【連載】腹ふくるるわざ(54)
白井に追い風吹くか?
公示地価発表で
桑原玉樹(まちづくり家)
全国的に3年連続上昇
国土交通省が公示地価を発表した。概要はこうだ。
●全国平均、三大都市圏平均では、全用途平均・住宅地・商業地のいずれも3年連続で上昇し、上昇率が拡大した。
●地方圏平均では、全用途平均・住宅地・商業地のいずれも3年連続で上昇した。全用途平均・商業地は上昇率が拡大し、住宅地は前年と同じ上昇率となった。
●全国の地価は、景気が緩やかに回復している中、地域や用途により差があるものの、三大都市圏・地方圏ともに上昇が継続するとともに、三大都市圏では上昇率が拡大し、地方圏でも上昇率が拡大傾向となるなど、上昇基調を強めている。
白井に追い風吹くか?
白井市の土地価格は、30数年前のバブル崩壊以来下落を続け、近年は底を打ったように低迷していた。昨年やっと上昇に転じたが、まだ千葉県平均を下回っていた。
しかし今年はちょっと様子が違う。私が住む白井市南山地区では6.2%の上昇。隣の池の上地区では7.2%にもなる。
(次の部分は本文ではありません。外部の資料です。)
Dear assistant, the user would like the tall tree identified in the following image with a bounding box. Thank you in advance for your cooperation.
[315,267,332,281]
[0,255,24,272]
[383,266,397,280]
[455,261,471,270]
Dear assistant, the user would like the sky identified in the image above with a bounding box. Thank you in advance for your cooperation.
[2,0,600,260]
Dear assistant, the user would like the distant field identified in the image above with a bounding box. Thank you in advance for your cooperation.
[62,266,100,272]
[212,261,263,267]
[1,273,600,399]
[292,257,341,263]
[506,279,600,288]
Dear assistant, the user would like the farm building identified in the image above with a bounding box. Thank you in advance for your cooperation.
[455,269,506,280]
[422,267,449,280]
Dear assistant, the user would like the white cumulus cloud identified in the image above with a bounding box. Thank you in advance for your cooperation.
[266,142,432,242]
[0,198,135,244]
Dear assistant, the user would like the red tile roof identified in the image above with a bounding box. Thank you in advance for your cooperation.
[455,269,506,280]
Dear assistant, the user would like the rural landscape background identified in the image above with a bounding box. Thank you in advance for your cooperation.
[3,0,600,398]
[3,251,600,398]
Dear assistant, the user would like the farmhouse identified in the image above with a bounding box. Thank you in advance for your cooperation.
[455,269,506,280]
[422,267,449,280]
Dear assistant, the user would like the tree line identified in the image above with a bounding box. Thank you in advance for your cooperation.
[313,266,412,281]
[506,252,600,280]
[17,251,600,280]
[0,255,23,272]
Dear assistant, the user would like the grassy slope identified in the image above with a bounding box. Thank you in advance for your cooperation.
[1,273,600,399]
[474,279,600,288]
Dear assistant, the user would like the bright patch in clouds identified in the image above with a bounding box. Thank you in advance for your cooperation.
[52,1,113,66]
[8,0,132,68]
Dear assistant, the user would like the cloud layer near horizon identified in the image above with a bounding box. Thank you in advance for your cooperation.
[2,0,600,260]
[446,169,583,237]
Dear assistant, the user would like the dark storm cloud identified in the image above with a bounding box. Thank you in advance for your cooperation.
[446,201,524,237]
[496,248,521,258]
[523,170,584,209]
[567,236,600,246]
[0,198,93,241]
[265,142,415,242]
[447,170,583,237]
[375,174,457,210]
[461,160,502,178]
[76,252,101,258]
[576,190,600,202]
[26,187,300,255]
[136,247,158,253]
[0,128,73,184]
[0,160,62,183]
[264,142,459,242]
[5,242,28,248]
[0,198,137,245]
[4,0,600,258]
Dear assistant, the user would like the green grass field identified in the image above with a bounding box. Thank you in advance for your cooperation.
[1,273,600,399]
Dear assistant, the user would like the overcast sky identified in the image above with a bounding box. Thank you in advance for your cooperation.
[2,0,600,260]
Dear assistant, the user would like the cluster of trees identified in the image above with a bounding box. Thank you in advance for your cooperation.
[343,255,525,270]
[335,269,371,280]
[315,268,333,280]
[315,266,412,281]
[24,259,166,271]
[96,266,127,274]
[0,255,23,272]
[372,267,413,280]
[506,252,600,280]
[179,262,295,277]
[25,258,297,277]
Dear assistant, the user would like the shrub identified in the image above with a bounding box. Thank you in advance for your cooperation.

市川市(10.6%)やつくばエクスプレス開業以来人気沸騰の流山市(10.1%)には及ばないものの、千葉県(4.3%)や東京都(3.4%)を上回った。嬉しい限りだ。
▲白井市と印西市の公示地価の推移
▲公示地価の位置図
首都圏の30キロ圏にありながら、他の30キロ圏の住宅地に比べて白井駅圏は著しく地価が安い。
京成沿線にある八千代市八千代台駅圏の3分の2。つくばエクスプレス柏の葉キャンパス駅圏、東武東上線上福岡駅圏、西武新宿線所沢駅圏の2分の1弱。京王線聖蹟桜ヶ丘駅圏、小田急線新百合ヶ丘駅圏、東急田園都市線長津田駅圏の3分の1だ。
鉄道のブランド、沿線のイメージで地価が形成され、実際の住みやすさが反映される度合いは少ないようだ。
▲沿線別住宅地の公示地価
白井市は、住みやすさでは決して引けを取らない。しかし、世間的には正当に評価されていない。ニュータウン開発で安い土地が大量に供給され続けていたことも公示地価に影響を与えているだろう。
昔学校で習ったように、新規宅地供給が大量にあれば「需要‐供給」の関係から土地価格は下がる。そのため中古住宅が売れなくて困っていた。しかしニュータウンの大量供給も終わった。
これからは全国的地価上昇の流れに乗り、中古不動産の売買も活発になることだろう。この結果、人の流動が進み、まちの高齢化に歯止めがかかって欲しいものだ。また企業の投資も進み、新たな雇用や関連業種が創出されるかもしれない。バブルにならない程度に地価上昇が持続することに期待したい。
外国資本の進出に懸念
そんな中、全国の地価上昇率のトップ10は北海道や沖縄など地方が独占していた。住宅地では北海道の富良野市北の峰町(27.9%)、千歳市栄町(23.4%)、帯広市大空町(20.4%)や沖縄の宮古島市(21.2%)などだ。
円安を利用して外国資本がジワジワと我が国土を侵略しているようで怖くもある。だけど、TVのワイドショーでは「地方の発展が進んで歓迎!」というノー天気なコメンテーターもいた。
▲全国の公示地価上昇率トップ10
【桑原玉樹(くわはら たまき)さんのプロフィール】
昭和21(1946)年、熊本県生まれ。父親の転勤に伴って小学校7校、中学校3校を転々。東京大学工学部都市工学科卒業。日本住宅公団(現(独)UR都市機構)入社、都市開発やニュータウン開発に携わり、途中2年間JICA専門家としてマレーシアのクランバレー計画事務局に派遣される。関西学研都市事業本部長を最後に公団を退職後、㈱千葉ニュータウンセンターに。常務取締役・専務取締役・熱事業本部長などを歴任し、平成24(2012)年に退職。現在、印西市まちづくりファンド運営委員、社会福祉法人皐仁会評議員、「ダーツの会」会長。